A deep learning model to unlock secrets of animal movement and behaviour
MoveFormer: a Transformer-based model for step-selection animal movement modelling
Abstract
Recommendation: posted 29 September 2023, validated 29 September 2023
Sueur, C. (2023) A deep learning model to unlock secrets of animal movement and behaviour. Peer Community in Ecology, 100531. 10.24072/pci.ecology.100531
Recommendation
The study of animal movement is essential for understanding their behaviour and how ecological or global changes impact their routines [1]. Recent technological advancements have improved the collection of movement data [2], but limited statistical tools have hindered the analysis of such data [3–5]. Animal movement is influenced not only by environmental factors but also by internal knowledge and memory, which are challenging to observe directly [6,7]. Routine movement behaviours and the incorporation of memory into models remain understudied.
Researchers have developed ‘MoveFormer’ [8], a deep learning-based model that predicts future movements based on past context, addressing these challenges and offering insights into the importance of different context lengths and information types.

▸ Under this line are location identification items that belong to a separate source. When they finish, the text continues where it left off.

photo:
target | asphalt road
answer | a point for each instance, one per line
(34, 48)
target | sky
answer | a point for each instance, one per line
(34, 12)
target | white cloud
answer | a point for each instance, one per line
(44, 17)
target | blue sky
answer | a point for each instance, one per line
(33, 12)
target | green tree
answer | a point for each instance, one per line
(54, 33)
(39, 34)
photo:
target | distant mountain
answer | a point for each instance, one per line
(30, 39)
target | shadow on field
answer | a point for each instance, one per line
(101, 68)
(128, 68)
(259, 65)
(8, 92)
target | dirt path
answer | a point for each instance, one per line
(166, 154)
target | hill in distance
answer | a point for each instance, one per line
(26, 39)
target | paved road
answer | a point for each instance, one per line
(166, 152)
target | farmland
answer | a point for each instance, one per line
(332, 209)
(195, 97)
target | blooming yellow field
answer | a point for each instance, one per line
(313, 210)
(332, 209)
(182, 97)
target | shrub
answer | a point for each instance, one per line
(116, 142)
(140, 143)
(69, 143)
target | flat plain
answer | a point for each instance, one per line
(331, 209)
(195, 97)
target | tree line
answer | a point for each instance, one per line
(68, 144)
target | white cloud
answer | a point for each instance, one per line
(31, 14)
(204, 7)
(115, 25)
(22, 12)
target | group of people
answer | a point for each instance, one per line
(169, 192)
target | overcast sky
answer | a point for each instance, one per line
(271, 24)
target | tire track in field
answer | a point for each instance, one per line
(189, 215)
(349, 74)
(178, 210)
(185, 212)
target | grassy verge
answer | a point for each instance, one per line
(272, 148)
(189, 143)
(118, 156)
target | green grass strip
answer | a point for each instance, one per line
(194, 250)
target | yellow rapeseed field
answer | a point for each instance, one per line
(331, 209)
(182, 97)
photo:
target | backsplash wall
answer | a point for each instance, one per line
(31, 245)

The model has been applied to a dataset of over 1,550 trajectories from various species, and the authors have made the MoveFormer source code available for further research.
Inspired by the step-selection framework and efforts to quantify uncertainty in movement predictions, MoveFormer leverages deep learning, specifically the Transformer architecture, to encode trajectories and understand how past movements influence current and future ones – a critical question in movement ecology. The results indicate that integrating information from a few days to two or three weeks before the movement enhances predictions. The model also accounts for environmental predictors and offers insights into the factors influencing animal movements.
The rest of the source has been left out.